The cache is a latency optimization, NOT a source of truth. The Informer fallback in K8sSandboxRouter always reconciles correctness.
func NewRouteCache ¶
func NewRouteCache(ttl time.Duration) *RouteCache
NewRouteCache returns a RouteCache with the given per-entry TTL. A TTL of 1 minute is appropriate for the push-on-Create use case: the Informer normally catches up well within that window and takes over.
func (*RouteCache) Delete ¶
func (c *RouteCache) Delete(sandboxID string)
Delete removes the entry for sandboxID. No-op if absent.
func (*RouteCache) Get ¶
func (c *RouteCache) Get(sandboxID string) (RouteEntry, bool)
Get returns the entry for sandboxID and whether it is present and fresh. Expired entries are treated as misses (no map mutation happens on the read path — the sweeper reclaims them asynchronously).
func (*RouteCache) Len ¶
func (c *RouteCache) Len() int
Len returns the current entry count. Useful for metrics and tests.
func (*RouteCache) Put ¶
func (c *RouteCache) Put(sandboxID string, e RouteEntry)
Put inserts or overwrites the entry for sandboxID. ExpiresAt is set to time.Now().Add(ttl), so repeated Puts refresh the TTL. The caller should supply PodIP/Phase/Namespace/PodName; ExpiresAt in the argument is ignored.
func (*RouteCache) StartGC ¶
func (c *RouteCache) StartGC(ctx context.Context, interval time.Duration)
StartGC launches a background goroutine that periodically drops expired entries. It is safe to call multiple times; each call starts a new goroutine that lives until ctx is cancelled. A single call per cache is the norm.
type RouteEntry ¶
RouteEntry is one cached sandboxID -> (ns, pod_name) mapping. It carries neither Phase nor PodIP: those are read live from the Pod informer cache at request time so the entry never goes stale across Pod lifecycle transitions (Starting -> Running -> Stopping).
type RouteTarget ¶
RouteTarget holds the extracted sandbox ID, port, and the rewritten path.
type SandboxRoute ¶
SandboxRoute holds the resolved upstream destination for a sandbox request.

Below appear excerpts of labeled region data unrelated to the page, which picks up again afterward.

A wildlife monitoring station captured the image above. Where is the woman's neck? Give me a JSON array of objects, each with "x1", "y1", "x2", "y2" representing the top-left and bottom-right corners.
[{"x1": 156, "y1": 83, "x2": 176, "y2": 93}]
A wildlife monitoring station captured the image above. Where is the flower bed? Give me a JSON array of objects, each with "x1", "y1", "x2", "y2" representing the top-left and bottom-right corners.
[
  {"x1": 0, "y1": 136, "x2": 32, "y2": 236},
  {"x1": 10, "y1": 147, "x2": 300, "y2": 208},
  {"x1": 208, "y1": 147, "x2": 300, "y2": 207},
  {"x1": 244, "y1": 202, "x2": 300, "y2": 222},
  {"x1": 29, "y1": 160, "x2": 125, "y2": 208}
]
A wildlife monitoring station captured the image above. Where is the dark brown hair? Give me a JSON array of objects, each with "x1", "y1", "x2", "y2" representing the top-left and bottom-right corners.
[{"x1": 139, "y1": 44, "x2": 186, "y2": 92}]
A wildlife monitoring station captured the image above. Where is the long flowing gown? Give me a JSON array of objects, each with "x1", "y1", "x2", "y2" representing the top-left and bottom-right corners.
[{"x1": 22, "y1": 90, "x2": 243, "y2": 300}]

func (*SandboxRoute) DestHost ¶
func (r *SandboxRoute) DestHost() string
DestHost formats the route as "IP:Port" for the x-envoy-original-dst-host header.
type SandboxRouter ¶
type SandboxRouter interface {
ResolveSandboxRoute(ctx context.Context, sandboxID string, port int) (*SandboxRoute, error)
}
SandboxRouter resolves the destination Pod for a given sandbox ID. Implement this interface to swap in a cache-backed or test-double router.
type Server ¶
type Server struct {
extProcPb.UnimplementedExternalProcessorServer
// contains filtered or unexported fields
}
Server is the gRPC ExtProc server that runs alongside the Gin REST API.
func New ¶
func New(cfg ServerConfig, adminKeyMgr *apikey.AdminKeyManager, keyStore apikey.KeyStore, router SandboxRouter, activityTracker *ActivityTracker, clusterStore *cluster.Store, localClusterID string) *Server
New creates a new ExtProc gRPC Server.
- bindAddr – TCP address to listen on (e.g. ":9002").
- adminKeyMgr – Admin key manager (pass nil to disable auth / dev mode).

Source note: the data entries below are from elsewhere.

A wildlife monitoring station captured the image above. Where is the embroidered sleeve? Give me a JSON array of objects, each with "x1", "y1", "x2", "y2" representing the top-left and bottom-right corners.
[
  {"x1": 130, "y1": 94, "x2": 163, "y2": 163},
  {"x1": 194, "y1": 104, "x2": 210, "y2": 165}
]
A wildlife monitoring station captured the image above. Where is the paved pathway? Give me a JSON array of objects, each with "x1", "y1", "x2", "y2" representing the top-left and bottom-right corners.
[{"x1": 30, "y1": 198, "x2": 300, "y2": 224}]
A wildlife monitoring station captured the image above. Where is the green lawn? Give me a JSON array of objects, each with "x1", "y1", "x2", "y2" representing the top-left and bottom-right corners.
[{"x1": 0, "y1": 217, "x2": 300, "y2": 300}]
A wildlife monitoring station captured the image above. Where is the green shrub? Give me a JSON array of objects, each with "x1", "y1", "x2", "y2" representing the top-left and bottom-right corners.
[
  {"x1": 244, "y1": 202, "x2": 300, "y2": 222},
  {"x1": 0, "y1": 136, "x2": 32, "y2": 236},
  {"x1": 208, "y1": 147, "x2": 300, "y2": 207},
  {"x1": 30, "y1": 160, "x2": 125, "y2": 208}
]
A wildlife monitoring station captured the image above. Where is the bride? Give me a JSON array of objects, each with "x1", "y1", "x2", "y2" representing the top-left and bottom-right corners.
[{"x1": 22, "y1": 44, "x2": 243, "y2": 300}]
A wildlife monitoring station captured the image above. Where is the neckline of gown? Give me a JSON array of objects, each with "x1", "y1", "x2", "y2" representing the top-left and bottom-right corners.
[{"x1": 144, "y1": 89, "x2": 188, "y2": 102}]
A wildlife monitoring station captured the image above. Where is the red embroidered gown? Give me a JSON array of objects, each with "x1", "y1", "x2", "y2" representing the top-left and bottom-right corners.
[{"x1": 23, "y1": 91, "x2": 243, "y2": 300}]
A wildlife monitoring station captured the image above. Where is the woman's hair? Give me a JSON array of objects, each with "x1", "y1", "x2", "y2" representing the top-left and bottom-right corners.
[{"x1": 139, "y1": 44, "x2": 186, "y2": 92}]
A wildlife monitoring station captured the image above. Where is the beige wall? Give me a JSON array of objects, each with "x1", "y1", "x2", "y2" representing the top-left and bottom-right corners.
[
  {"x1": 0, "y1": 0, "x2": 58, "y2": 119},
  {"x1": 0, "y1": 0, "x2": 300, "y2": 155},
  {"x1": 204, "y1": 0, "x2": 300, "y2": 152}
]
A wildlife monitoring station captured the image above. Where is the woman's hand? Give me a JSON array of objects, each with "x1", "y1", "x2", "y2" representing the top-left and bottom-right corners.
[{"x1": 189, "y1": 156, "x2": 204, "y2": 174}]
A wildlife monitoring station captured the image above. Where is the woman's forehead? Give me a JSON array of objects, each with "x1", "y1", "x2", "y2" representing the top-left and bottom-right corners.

- keyStore – Tenant key store for validating opaque tokens.
- router – Resolves sandbox ID → Pod IP:Port.
- activityTracker – Records per-sandbox last-active timestamps (may be nil).
- clusterStore – Cross-cluster config store (nil to disable cross-cluster routing).

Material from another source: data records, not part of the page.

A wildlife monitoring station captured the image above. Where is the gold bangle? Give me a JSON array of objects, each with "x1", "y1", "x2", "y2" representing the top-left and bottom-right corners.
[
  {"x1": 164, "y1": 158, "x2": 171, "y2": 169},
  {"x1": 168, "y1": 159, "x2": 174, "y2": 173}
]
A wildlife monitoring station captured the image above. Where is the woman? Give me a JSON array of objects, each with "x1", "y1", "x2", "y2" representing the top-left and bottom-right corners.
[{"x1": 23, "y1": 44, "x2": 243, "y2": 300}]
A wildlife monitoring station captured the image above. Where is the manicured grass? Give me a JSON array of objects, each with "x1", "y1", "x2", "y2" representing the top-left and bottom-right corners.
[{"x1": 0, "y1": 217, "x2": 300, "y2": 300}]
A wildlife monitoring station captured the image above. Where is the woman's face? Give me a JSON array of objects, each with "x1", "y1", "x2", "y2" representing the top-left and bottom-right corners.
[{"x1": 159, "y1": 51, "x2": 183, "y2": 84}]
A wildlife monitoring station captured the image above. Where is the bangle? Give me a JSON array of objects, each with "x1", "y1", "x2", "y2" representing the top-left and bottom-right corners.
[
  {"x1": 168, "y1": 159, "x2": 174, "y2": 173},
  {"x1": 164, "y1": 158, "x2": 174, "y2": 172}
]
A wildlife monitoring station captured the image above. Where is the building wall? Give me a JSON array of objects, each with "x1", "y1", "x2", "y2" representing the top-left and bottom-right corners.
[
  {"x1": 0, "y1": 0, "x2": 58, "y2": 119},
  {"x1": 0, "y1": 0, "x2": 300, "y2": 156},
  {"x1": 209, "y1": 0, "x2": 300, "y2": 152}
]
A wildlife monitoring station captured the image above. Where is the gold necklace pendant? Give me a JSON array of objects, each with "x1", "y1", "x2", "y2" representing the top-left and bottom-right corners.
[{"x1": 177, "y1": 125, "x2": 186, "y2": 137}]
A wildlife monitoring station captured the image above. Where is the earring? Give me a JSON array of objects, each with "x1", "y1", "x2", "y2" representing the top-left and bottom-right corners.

- localClusterID – Identifier of the local cluster (empty to disable cross-cluster routing).
func (*Server) Process ¶
func (s *Server) Process(srv extProcPb.ExternalProcessor_ProcessServer) error
Process implements envoy.service.ext_proc.v3.ExternalProcessor/Process.
The method runs a receive loop over the bidirectional stream. In the current configuration Envoy only sends RequestHeaders messages (all body/trailer modes are set to NONE/SKIP), so one exchange per HTTP request is expected.